It’s very very hard when it’s family who do this to us, because anyone else and we’d walk away long before it gets to this stage. Unfortunately that societal and cultural expectation of family being “most important thing / everything” tricks us into believing we must endure even the worst treatment in its name.
Right now you have to prioritise yourself and your baby. I hope you can do that soon Flowers

Blondebakingmumma · 25/05/2019 03:11

I think you know what is the best thing to do for you and your family unit. Give your child the best chance to grow up Without abuse.
It sounds like your brother has a healthy attitude, but unfortunately is tied to your mum for child care.
What do you think you will do?

Clairebear93 · 25/05/2019 03:56

@grumpos I'm new here so don't know how things work but I hope you get this. Thank you for your reply it made me feel better and I thought it was all very kind.

My brother has allowed contact with his children so it feels a bit late to be cutting it off, he going to be sorting alternative childcare arrangements very soon and is expecting another child as well so things I expect will be different there. It's all so sad because all he (and I think we all want) is a good relationship with her. We are lucky to have mostly grown up into ok adults. I do worry about my sister as a parent sometimes though, which is my brothers issues with her - but she's a single parent to 4 so it's not the same experience as we have, and again I think support not judgement is what would help but we're both busy so not always possible which is why she relies heavily on our mum.

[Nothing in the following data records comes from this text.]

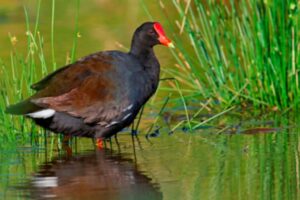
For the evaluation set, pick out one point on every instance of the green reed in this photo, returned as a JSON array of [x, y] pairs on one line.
[[238, 53], [23, 70]]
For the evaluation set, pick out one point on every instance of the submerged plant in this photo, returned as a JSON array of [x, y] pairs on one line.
[[239, 51]]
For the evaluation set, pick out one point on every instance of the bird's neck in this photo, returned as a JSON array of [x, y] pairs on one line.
[[142, 52], [145, 55], [148, 60]]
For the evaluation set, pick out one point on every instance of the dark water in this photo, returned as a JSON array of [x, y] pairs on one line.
[[99, 174], [253, 159]]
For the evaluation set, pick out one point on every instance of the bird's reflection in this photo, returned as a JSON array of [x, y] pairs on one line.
[[98, 174]]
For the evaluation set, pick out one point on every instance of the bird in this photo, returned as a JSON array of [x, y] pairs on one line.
[[100, 94]]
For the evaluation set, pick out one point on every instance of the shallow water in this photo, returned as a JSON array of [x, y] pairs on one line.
[[235, 156], [252, 159]]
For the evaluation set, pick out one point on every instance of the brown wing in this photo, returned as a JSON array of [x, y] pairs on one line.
[[86, 90]]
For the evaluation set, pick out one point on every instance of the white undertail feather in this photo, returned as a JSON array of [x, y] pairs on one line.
[[42, 114]]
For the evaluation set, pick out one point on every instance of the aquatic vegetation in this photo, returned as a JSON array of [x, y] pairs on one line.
[[239, 52]]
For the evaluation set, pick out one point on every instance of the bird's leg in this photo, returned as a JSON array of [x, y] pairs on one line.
[[66, 145], [117, 142], [100, 143]]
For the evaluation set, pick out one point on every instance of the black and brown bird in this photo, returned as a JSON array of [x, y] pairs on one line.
[[100, 94]]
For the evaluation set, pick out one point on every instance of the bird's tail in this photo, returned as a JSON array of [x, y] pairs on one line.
[[22, 108]]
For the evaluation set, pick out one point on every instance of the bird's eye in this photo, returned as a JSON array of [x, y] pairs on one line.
[[151, 32]]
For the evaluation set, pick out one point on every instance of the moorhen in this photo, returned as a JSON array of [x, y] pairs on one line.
[[100, 94]]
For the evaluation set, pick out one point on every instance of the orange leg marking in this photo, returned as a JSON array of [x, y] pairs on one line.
[[100, 143]]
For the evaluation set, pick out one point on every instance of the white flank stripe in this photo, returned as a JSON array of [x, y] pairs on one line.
[[42, 114], [126, 116], [128, 108]]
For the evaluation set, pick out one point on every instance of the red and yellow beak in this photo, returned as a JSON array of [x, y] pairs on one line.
[[162, 36]]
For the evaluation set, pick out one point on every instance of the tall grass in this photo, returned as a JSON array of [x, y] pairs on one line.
[[24, 70], [238, 52]]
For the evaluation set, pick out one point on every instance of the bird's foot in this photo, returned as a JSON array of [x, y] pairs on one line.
[[100, 143]]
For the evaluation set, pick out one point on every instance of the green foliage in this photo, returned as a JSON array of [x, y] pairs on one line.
[[239, 52]]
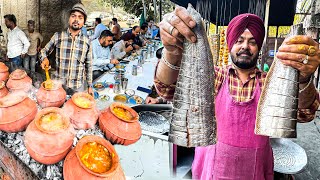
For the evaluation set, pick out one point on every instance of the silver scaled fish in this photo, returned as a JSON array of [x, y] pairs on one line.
[[278, 103], [193, 120]]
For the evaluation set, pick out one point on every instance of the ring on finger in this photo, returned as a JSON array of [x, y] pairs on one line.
[[170, 18], [306, 60], [312, 51], [171, 30]]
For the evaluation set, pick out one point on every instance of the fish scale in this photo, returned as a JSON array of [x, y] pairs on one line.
[[193, 121], [278, 103]]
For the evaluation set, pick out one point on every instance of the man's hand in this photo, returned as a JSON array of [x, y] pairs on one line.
[[174, 28], [128, 49], [302, 53], [136, 47], [45, 63], [90, 91], [150, 100], [114, 61]]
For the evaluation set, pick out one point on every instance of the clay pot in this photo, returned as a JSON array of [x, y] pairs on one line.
[[4, 72], [19, 80], [119, 130], [81, 117], [3, 89], [73, 168], [54, 97], [49, 146], [16, 112]]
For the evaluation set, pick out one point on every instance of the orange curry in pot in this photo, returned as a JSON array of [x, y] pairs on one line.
[[96, 157]]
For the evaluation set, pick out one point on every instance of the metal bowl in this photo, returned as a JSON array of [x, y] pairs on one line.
[[120, 98], [289, 157], [136, 100], [104, 98], [99, 86]]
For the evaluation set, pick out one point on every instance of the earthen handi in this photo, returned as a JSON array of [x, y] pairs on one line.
[[96, 157], [53, 97], [19, 80], [93, 158], [82, 111], [49, 137], [120, 129], [16, 111]]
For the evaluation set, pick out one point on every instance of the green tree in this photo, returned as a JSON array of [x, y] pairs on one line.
[[136, 7]]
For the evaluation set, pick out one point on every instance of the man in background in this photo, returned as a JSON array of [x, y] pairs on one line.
[[98, 29], [73, 53], [35, 38], [102, 60], [18, 43], [116, 29], [122, 48], [134, 33]]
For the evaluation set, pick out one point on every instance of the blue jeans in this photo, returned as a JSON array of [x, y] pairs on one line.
[[29, 62], [16, 62]]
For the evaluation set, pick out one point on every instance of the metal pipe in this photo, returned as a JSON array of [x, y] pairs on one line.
[[160, 10]]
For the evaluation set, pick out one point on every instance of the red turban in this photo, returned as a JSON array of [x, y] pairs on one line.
[[242, 22]]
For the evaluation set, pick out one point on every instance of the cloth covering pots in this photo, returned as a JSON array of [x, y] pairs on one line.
[[117, 129], [74, 169], [16, 112], [84, 113], [54, 97], [19, 80], [49, 141]]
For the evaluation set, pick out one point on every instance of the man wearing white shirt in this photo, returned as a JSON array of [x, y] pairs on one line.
[[18, 43], [122, 48], [101, 54]]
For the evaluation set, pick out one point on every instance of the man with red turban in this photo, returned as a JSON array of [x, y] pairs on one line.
[[239, 153]]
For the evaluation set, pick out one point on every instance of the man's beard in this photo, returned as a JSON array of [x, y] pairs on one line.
[[244, 62], [75, 26]]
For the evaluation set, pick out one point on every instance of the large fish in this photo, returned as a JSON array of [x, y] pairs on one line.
[[278, 104], [193, 122]]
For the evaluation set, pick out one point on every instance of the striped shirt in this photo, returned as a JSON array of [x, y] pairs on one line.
[[73, 58], [240, 92]]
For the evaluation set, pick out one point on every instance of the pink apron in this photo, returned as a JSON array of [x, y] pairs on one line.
[[239, 153]]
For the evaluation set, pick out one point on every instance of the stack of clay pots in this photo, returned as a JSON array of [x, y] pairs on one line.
[[16, 111], [19, 80], [49, 145], [73, 167], [51, 97], [81, 117]]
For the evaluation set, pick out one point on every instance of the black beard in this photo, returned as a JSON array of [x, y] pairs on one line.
[[75, 27], [244, 63]]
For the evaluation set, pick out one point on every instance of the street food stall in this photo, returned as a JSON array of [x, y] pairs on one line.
[[143, 154]]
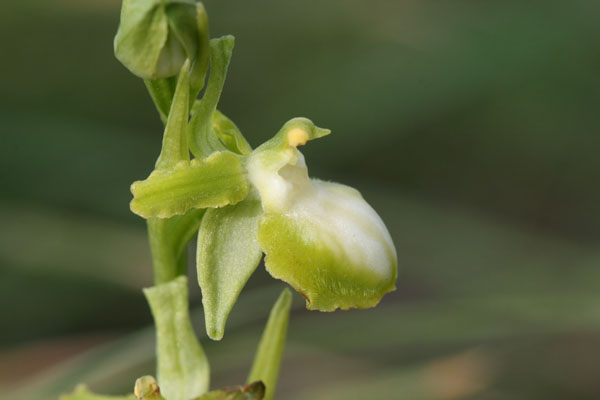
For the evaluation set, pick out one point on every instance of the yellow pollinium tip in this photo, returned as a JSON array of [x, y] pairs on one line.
[[297, 137]]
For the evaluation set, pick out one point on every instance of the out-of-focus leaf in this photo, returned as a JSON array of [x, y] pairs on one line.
[[146, 388], [162, 91], [216, 181], [82, 393], [252, 391], [270, 349], [182, 368], [228, 253]]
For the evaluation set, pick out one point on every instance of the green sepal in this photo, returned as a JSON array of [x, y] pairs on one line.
[[81, 392], [216, 181], [203, 140], [174, 145], [228, 253], [182, 367], [156, 36], [252, 391], [267, 360], [168, 239]]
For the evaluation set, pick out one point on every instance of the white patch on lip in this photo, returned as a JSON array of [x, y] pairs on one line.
[[330, 213]]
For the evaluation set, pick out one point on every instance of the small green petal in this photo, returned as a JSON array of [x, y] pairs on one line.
[[216, 181], [162, 92], [228, 253], [268, 356], [182, 367], [174, 145]]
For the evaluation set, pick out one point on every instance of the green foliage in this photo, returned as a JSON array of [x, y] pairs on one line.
[[182, 368], [156, 36], [270, 350]]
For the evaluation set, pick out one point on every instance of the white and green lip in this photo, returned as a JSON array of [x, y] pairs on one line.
[[322, 238]]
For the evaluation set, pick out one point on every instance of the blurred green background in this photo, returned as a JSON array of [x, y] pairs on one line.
[[471, 126]]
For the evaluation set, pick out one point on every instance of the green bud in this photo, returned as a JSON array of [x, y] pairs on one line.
[[322, 238], [155, 37]]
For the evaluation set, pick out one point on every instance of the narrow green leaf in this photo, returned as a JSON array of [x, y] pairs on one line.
[[203, 141], [183, 370], [214, 182], [270, 349], [162, 92], [252, 391], [228, 253], [230, 135], [174, 146], [81, 392], [168, 240]]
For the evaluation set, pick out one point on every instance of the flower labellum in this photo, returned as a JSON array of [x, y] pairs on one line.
[[321, 237]]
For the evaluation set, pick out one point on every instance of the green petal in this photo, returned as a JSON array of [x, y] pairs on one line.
[[266, 363], [214, 182], [228, 253], [168, 240], [156, 36], [331, 247], [82, 393], [182, 370], [322, 238]]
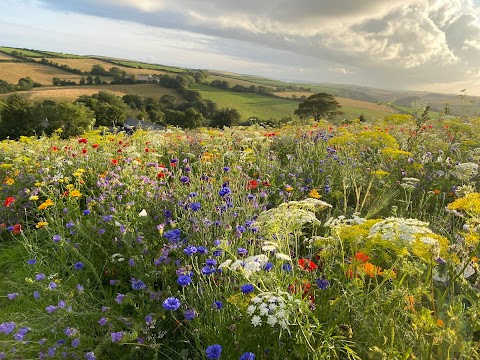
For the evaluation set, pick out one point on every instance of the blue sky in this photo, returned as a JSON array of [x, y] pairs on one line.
[[431, 45]]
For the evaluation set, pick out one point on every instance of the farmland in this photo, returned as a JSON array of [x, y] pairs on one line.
[[71, 93]]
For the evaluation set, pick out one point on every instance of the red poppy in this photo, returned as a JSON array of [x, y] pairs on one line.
[[307, 264], [252, 184], [8, 201], [17, 228], [361, 257]]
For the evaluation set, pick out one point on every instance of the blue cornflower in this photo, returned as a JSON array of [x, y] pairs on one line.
[[119, 298], [322, 283], [287, 267], [90, 356], [224, 191], [172, 235], [171, 303], [137, 284], [189, 314], [242, 251], [202, 250], [247, 356], [116, 336], [247, 288], [190, 250], [195, 206], [184, 280], [211, 262], [40, 277], [214, 352], [217, 305], [208, 270]]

I have tried talking to my mum about past and present problems I have with her behaviour and it's pointless. When I didn't speak to her for 4 years she'd tell everyone she didn't know why I didn't talk to her, after calmly explaining to her the last time we spoke - Obviously it makes me out to be a bad person. So for now I'd like to just fade away but if I keep ignoring her she will turn up on my doorstep so it's not a permanent solution.

OP posts:
Downunderduchess · 25/05/2019 06:41

Focus on your baby & husband. Sad as it is sometimes it's better to cut ties with people, even our family, in this case your mother. Give your siblings time to settle down and hopefully their rift will heal. I wouldn't want my child around your mothers behaviour and I'm sorry you had that growing up. Look at the beautiful little family you have created and go forward with them.